Question

The frequency of sound heard by an observer moving towards a stationary source with certain speed is $n_1$ and if the observer moves away from the same source with same speed, the frequency of sound heard by the observer is $n_2$. If the speed of sound in air is 340ms$^{-1}$ and $n_1 : n_2 = 71:65$, then speed of observer is

• A. 36 kmph
• B. 27 kmph
• C. 15 kmph
• D. 54 kmph

Hint:

The general Doppler effect formula is $n' = n_0 \left(\frac{v \pm v_o}{v \mp v_s}\right)$. Use the top signs for "towards" motion (frequency increases) and the bottom signs for "away" motion (frequency decreases).

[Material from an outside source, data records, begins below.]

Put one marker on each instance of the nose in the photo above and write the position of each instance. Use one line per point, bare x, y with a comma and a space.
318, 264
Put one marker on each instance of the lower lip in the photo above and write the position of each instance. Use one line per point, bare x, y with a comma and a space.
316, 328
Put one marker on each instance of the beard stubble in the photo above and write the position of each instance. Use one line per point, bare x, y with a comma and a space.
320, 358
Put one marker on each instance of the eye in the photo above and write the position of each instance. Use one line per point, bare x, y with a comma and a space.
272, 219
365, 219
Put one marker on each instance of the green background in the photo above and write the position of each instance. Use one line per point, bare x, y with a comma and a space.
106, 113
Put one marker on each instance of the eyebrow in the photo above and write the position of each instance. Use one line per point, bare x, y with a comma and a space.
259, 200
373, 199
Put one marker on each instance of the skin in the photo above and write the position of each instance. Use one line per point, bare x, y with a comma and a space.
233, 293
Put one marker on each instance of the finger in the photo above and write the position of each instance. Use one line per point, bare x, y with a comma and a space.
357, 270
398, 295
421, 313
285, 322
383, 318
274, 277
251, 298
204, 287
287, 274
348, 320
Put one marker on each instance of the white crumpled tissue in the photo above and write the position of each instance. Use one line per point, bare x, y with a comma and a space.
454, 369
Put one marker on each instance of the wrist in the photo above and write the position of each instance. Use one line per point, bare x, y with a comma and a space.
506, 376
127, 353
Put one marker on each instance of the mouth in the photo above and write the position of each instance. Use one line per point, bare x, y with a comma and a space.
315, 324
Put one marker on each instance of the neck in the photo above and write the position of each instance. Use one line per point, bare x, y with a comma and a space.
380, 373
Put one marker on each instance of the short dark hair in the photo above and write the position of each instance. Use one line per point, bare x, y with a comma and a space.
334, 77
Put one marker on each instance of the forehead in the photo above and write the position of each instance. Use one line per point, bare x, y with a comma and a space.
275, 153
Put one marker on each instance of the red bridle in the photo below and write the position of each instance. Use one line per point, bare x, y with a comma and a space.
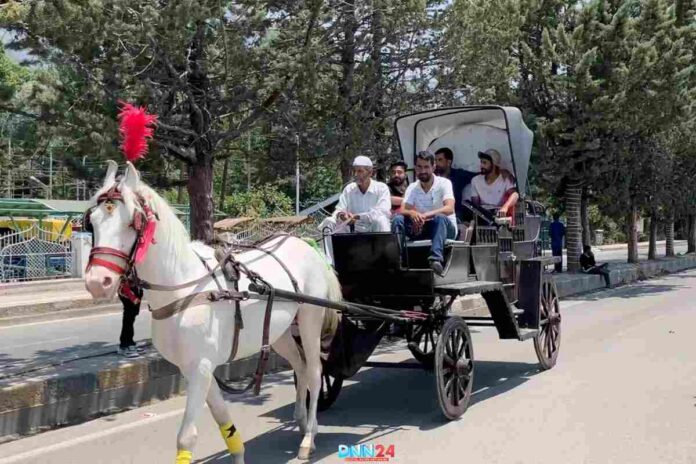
140, 224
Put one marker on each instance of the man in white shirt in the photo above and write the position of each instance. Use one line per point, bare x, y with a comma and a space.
427, 211
364, 205
494, 187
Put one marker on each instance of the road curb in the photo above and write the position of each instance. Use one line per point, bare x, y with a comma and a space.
620, 274
84, 389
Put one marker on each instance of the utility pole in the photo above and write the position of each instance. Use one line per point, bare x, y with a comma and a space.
8, 185
297, 174
50, 172
248, 164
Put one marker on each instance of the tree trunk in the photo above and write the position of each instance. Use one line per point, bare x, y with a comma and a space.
691, 237
669, 236
200, 183
180, 189
200, 189
223, 187
585, 219
573, 196
345, 89
652, 248
632, 233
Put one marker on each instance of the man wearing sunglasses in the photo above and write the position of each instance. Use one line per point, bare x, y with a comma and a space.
495, 187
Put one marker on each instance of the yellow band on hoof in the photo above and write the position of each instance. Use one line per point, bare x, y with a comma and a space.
183, 457
232, 438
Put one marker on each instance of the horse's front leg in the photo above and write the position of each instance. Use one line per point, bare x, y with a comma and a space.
198, 376
229, 431
310, 320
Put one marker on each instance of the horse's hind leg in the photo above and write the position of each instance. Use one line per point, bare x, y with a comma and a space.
198, 378
310, 320
222, 416
286, 347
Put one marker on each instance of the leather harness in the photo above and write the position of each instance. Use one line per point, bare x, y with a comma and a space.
129, 279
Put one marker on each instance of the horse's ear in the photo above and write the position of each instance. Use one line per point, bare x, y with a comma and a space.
132, 178
111, 168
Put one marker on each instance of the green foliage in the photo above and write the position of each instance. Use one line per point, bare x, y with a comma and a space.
262, 201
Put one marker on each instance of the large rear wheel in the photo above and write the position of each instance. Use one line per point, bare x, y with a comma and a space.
422, 339
548, 342
454, 367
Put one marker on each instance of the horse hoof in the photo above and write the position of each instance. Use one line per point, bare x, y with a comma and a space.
304, 453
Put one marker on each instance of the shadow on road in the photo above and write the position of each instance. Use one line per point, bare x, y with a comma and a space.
630, 291
44, 358
377, 405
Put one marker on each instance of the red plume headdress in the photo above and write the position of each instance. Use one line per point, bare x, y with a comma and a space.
135, 128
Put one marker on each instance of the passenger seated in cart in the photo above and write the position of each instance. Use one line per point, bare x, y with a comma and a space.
495, 187
460, 178
364, 205
398, 182
427, 211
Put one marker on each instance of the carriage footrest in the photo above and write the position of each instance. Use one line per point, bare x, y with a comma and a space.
468, 288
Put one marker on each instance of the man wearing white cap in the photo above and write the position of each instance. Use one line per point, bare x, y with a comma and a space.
364, 204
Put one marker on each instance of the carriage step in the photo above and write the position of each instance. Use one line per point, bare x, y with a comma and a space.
468, 288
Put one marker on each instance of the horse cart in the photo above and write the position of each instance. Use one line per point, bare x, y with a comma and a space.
387, 287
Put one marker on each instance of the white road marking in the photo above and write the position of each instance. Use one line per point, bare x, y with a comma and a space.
43, 342
92, 436
54, 321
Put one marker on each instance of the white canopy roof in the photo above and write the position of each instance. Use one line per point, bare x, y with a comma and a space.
466, 131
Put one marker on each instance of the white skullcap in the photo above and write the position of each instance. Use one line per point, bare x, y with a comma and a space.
362, 161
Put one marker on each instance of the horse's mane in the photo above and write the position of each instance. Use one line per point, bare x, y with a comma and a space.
168, 223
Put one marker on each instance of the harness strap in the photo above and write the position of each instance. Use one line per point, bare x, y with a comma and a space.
195, 299
295, 285
107, 264
165, 288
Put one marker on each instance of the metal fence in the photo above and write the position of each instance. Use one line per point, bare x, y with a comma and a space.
35, 253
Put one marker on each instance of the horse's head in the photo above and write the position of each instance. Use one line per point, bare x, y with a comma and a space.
122, 226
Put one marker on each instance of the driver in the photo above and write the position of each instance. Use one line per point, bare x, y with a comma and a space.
494, 187
364, 205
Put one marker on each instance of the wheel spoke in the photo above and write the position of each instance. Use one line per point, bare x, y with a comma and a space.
455, 391
448, 361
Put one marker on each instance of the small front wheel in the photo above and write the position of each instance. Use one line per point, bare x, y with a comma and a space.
548, 342
454, 367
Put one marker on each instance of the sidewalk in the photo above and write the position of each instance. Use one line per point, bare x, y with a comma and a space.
78, 390
624, 246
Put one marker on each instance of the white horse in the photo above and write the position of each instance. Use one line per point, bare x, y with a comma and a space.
200, 337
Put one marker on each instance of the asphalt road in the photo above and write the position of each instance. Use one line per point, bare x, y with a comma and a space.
623, 391
29, 345
25, 346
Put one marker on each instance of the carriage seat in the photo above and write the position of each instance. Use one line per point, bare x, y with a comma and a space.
424, 243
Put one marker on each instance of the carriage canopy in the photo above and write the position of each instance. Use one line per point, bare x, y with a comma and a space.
466, 131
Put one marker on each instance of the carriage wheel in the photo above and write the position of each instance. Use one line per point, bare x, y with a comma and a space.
330, 388
548, 341
454, 367
422, 339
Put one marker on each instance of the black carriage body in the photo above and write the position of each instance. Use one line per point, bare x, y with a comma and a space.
501, 261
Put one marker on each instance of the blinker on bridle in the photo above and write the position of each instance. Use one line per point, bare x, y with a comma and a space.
140, 221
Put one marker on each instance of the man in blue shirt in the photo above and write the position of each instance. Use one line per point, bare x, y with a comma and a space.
459, 177
557, 232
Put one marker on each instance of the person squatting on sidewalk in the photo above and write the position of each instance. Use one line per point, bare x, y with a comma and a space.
589, 266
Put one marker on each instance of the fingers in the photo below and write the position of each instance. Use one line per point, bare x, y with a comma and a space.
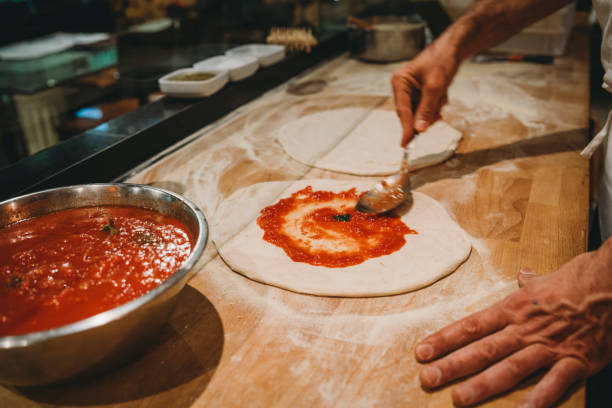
461, 333
525, 275
502, 376
402, 93
555, 383
429, 107
471, 358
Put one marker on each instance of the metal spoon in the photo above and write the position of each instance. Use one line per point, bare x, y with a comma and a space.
389, 193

For ratio problems, this formula simplifies nicely.

Answer 1

The Correct Option is D

This is a problem involving the Doppler effect for sound.
Let $n_0$ be the actual frequency of the stationary source.
Let $v$ be the speed of sound in air, $v = 340$ m/s.
Let $v_o$ be the speed of the observer.
Case 1: Observer moving towards the stationary source.
The apparent frequency heard is $n_1 = n_0 \left( \frac{v+v_o}{v} \right)$.
Case 2: Observer moving away from the stationary source.
The apparent frequency heard is $n_2 = n_0 \left( \frac{v-v_o}{v} \right)$.
We are given the ratio $n_1 : n_2 = 71:65$.
$\frac{n_1}{n_2} = \frac{n_0 \left( \frac{v+v_o}{v} \right)}{n_0 \left( \frac{v-v_o}{v} \right)} = \frac{v+v_o}{v-v_o}$.
So, $\frac{v+v_o}{v-v_o} = \frac{71}{65}$.
Cross-multiply to solve for $v_o$:
$65(v+v_o) = 71(v-v_o)$.
$65v + 65v_o = 71v - 71v_o$.
$65v_o + 71v_o = 71v - 65v$.
$136v_o = 6v$.
$v_o = \frac{6v}{136} = \frac{3v}{68}$.
Substitute the value of $v = 340$ m/s:
$v_o = \frac{3 \times 340}{68} = 3 \times 5 = 15$ m/s.
The options are in kmph. We need to convert the speed.
To convert m/s to kmph, multiply by $\frac{18}{5}$.
Speed of observer = $15 \text{ m/s} \times \frac{18}{5} = 3 \times 18 = 54$ kmph.